3. Giant Squid These denizens of the deep are not a myth, they’re real enough to take the lives of at least a couple of local fishermen on Colombia’s Pacific coast each year. Attacks are most common at night when fishermen in wooden launches of 25 feet or so in length use fire-lit torches or car battery powered flash lights to attract schools of fish to their boat. At least two of the longer tentacles have bony hooks to help hold prey and the mouth is a deadly hooked beak-like structure which can easily scissor its way through flesh and bone. Even a “small” squid of three feet or so can be potentially dangerous if it gets hold of a hapless fisherman or a “visitor” like you swimming in the sea offshore at night. Larger ones from three to five meters or more are virtually inescapable on the open ocean, especially if you’re in the water.
4. Sharks A fisherman in a small wooden launch frantically waved my guide and I down off the coast of the Utria Ensenada National Park on Colombia’s Pacific coast one December afternoon. As we approached, we noticed his boat slowly swirling in a tight circle with his line locked at a steep angle into the blue-green waters. A two and a half meter long Bull shark had swallowed whole his live catch of a 20 pound Bravo and was now hooked himself. Ultimately the shark would have damaged the boat, sank it and added the fisherman to his Christmas Eve meal ticket had we not happened along. The shark was the one who got eaten this time, but too often the ending is much different for fishermen in the seafood-rich waters of the Pacific Ocean between Nuqui and Bahia Solano.

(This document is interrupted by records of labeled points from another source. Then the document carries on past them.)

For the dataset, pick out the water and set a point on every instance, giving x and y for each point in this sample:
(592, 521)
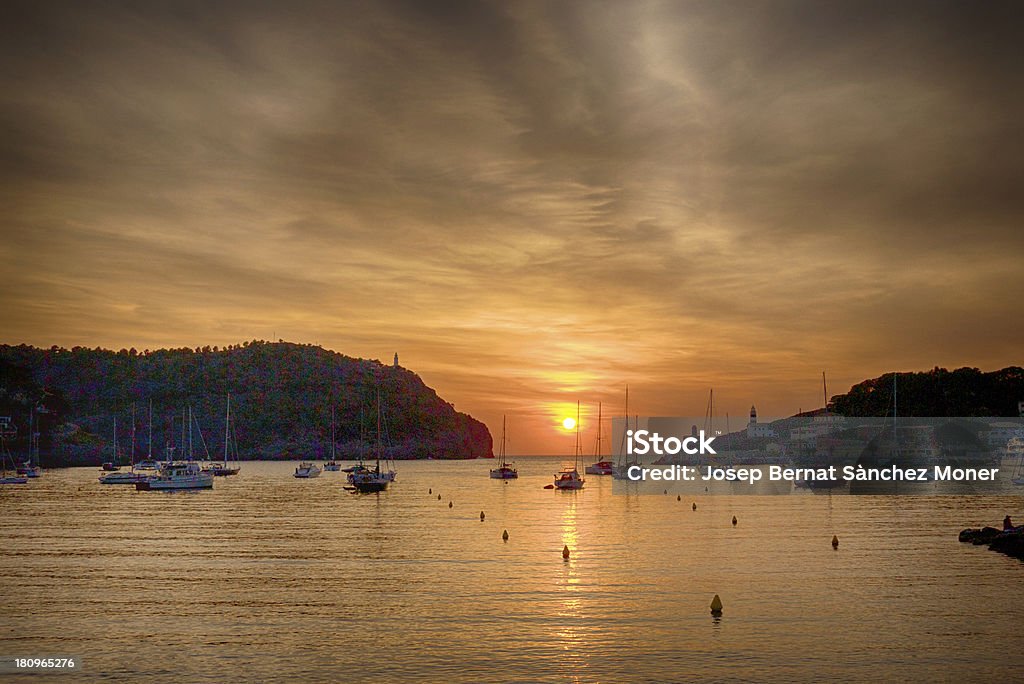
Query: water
(268, 576)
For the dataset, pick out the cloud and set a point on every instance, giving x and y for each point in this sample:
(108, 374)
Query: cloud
(532, 202)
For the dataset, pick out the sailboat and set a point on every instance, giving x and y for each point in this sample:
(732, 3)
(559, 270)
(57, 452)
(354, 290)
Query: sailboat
(366, 480)
(625, 461)
(31, 467)
(569, 478)
(6, 431)
(1016, 447)
(112, 465)
(332, 465)
(180, 475)
(223, 469)
(600, 467)
(131, 477)
(148, 463)
(505, 471)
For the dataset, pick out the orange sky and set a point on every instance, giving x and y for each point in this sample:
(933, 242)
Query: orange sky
(532, 203)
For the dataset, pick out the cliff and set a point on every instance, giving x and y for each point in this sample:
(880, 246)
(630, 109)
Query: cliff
(282, 398)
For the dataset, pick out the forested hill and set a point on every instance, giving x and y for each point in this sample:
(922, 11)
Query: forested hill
(936, 393)
(282, 398)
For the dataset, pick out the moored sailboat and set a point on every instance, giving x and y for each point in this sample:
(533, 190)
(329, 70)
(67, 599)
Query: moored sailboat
(332, 465)
(600, 467)
(367, 480)
(223, 468)
(505, 471)
(569, 478)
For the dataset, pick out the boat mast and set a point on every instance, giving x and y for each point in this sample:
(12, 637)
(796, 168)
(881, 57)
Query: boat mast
(576, 458)
(227, 422)
(378, 430)
(503, 441)
(132, 433)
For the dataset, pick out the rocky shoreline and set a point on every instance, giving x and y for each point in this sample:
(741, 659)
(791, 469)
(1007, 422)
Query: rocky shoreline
(1008, 542)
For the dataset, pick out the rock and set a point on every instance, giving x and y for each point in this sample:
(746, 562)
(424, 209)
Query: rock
(1010, 543)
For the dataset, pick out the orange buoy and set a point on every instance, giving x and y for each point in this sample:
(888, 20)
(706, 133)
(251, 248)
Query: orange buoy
(716, 606)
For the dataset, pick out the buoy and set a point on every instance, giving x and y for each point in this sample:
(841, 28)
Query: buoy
(716, 606)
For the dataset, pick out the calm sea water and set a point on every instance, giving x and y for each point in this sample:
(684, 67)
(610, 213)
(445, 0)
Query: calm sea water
(267, 576)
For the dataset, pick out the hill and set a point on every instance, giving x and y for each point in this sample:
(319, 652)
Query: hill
(282, 397)
(938, 392)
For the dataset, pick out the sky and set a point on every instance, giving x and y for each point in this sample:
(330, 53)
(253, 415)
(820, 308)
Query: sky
(532, 203)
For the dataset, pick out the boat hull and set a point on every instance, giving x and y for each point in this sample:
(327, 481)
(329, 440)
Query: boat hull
(124, 478)
(504, 474)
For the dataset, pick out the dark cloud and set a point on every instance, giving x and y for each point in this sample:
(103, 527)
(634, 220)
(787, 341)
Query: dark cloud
(567, 196)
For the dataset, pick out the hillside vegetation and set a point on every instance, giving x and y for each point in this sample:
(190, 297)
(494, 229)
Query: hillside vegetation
(282, 398)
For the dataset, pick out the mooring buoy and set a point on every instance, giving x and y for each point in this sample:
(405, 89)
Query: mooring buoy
(716, 606)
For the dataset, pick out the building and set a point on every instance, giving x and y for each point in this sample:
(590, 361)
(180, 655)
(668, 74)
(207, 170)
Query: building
(757, 430)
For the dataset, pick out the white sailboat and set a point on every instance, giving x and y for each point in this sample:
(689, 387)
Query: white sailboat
(569, 478)
(367, 480)
(132, 476)
(505, 471)
(601, 466)
(31, 467)
(625, 461)
(1016, 447)
(175, 475)
(223, 469)
(332, 465)
(8, 431)
(148, 463)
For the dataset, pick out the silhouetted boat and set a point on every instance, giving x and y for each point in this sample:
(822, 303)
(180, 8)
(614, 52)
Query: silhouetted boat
(505, 471)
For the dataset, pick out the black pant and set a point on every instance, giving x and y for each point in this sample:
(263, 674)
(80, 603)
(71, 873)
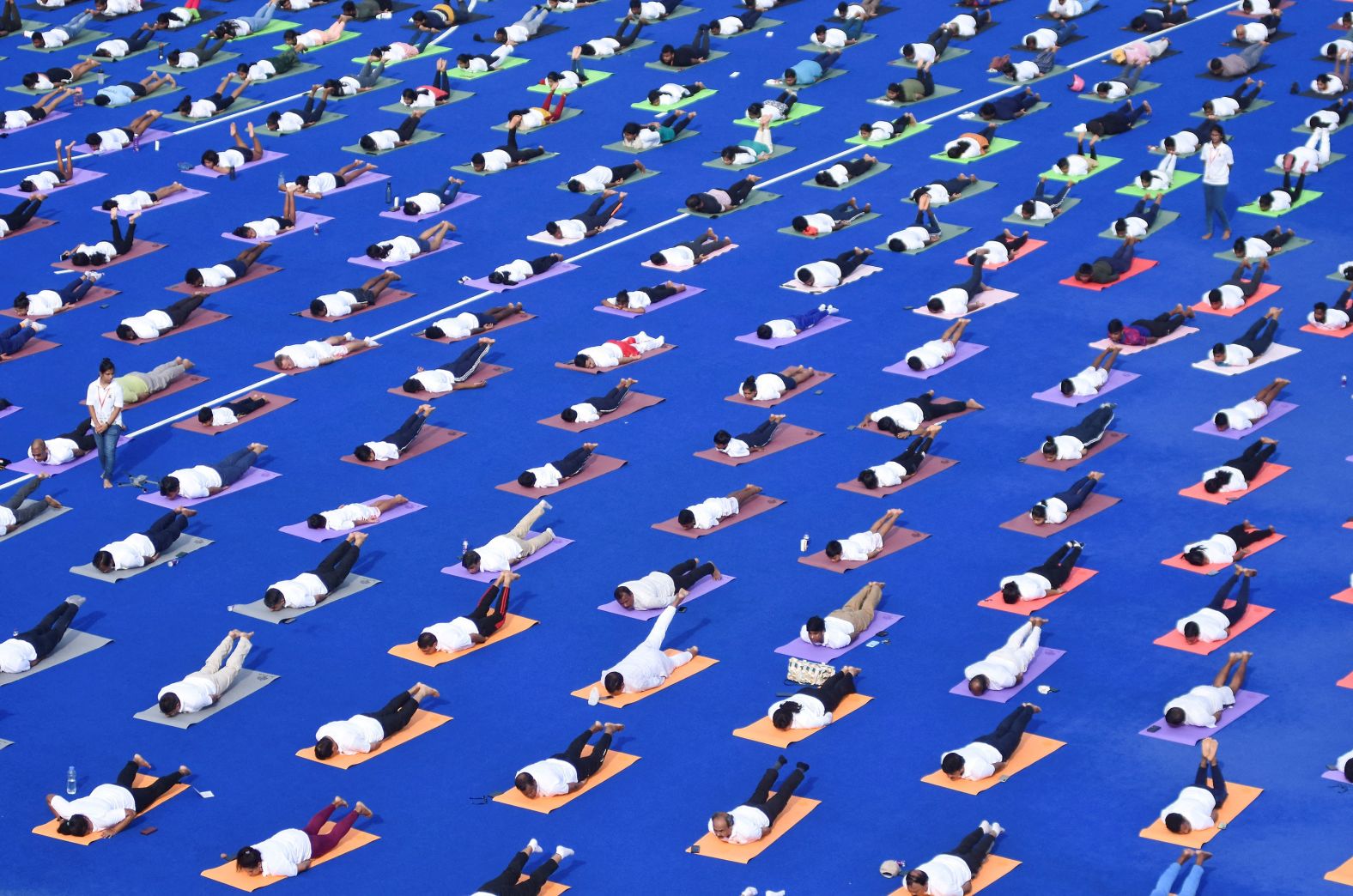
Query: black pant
(1059, 567)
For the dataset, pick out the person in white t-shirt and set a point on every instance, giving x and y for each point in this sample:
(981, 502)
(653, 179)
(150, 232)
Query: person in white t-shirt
(203, 687)
(864, 547)
(1202, 707)
(840, 627)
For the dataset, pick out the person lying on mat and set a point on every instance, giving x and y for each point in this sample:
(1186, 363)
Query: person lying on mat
(590, 410)
(937, 352)
(157, 323)
(1076, 441)
(864, 546)
(204, 687)
(991, 753)
(229, 413)
(812, 707)
(140, 548)
(310, 589)
(1045, 579)
(27, 649)
(843, 626)
(711, 512)
(294, 851)
(366, 732)
(110, 807)
(568, 771)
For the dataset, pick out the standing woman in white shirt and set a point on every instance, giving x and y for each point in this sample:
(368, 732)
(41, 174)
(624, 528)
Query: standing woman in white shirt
(105, 403)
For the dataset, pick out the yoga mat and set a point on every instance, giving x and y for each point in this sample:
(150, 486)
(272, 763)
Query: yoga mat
(931, 466)
(248, 682)
(72, 646)
(1237, 800)
(1253, 616)
(460, 572)
(634, 403)
(303, 530)
(513, 624)
(758, 506)
(1043, 658)
(1030, 750)
(897, 541)
(615, 764)
(1094, 504)
(962, 352)
(49, 828)
(1188, 736)
(1056, 397)
(796, 809)
(822, 654)
(697, 665)
(701, 589)
(762, 731)
(1037, 459)
(1028, 608)
(810, 384)
(274, 403)
(786, 436)
(230, 876)
(428, 439)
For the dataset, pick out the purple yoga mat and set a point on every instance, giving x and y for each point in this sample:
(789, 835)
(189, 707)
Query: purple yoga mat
(1115, 379)
(1276, 409)
(820, 654)
(962, 352)
(462, 199)
(252, 478)
(1188, 736)
(482, 283)
(1043, 657)
(302, 530)
(82, 176)
(828, 323)
(459, 572)
(701, 589)
(33, 467)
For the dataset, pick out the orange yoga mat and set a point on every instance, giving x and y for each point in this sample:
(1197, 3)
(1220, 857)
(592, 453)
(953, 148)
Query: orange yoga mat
(697, 665)
(762, 731)
(1252, 617)
(1268, 473)
(1031, 748)
(1238, 799)
(420, 724)
(228, 875)
(615, 764)
(143, 781)
(514, 626)
(796, 811)
(1027, 608)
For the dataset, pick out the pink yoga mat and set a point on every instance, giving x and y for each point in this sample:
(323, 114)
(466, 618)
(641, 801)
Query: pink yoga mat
(1276, 409)
(1054, 394)
(1188, 736)
(302, 530)
(1043, 658)
(597, 466)
(962, 352)
(701, 589)
(255, 476)
(754, 508)
(658, 306)
(482, 283)
(819, 654)
(931, 466)
(460, 572)
(828, 323)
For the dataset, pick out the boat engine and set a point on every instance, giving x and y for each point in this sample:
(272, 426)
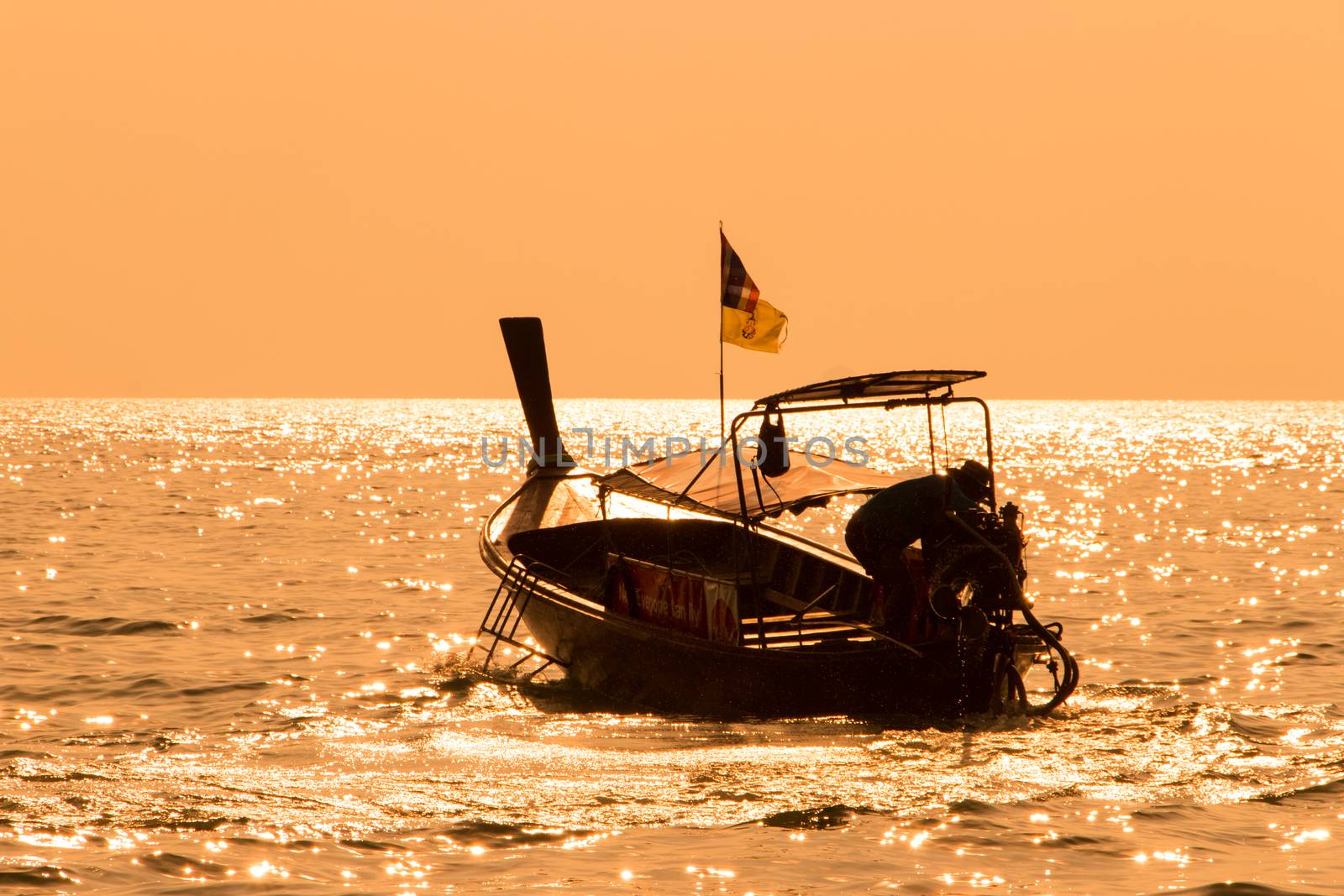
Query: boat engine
(976, 573)
(967, 562)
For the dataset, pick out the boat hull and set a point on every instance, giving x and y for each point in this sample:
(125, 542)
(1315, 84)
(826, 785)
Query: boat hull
(651, 668)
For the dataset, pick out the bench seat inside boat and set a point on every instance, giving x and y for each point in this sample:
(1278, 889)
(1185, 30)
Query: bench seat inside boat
(788, 595)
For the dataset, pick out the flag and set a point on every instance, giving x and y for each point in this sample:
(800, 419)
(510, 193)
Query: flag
(748, 320)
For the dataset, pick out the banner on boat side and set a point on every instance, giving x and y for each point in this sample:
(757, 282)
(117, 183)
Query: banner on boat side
(672, 600)
(748, 320)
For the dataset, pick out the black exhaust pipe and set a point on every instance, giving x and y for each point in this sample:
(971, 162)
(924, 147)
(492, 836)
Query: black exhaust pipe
(528, 356)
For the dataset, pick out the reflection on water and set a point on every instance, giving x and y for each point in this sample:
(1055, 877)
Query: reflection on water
(234, 636)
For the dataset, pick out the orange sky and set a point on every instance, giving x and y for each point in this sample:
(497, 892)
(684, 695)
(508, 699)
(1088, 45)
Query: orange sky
(1086, 199)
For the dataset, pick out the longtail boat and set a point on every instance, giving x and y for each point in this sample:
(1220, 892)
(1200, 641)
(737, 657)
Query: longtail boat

Nature Lovers and Adventure Seekers Delight
The Pacific Ocean coast of Colombia’s “Choco” region is both a nature lover’s and adventure Lover’s delight. Whether you’re up for some world class deep sea sport fishing, a relaxing soak in a natural thermal pool, the region has something for you to enjoy. Travelers to Colombia cannot always know what’s next. There’s almost never a dull moment.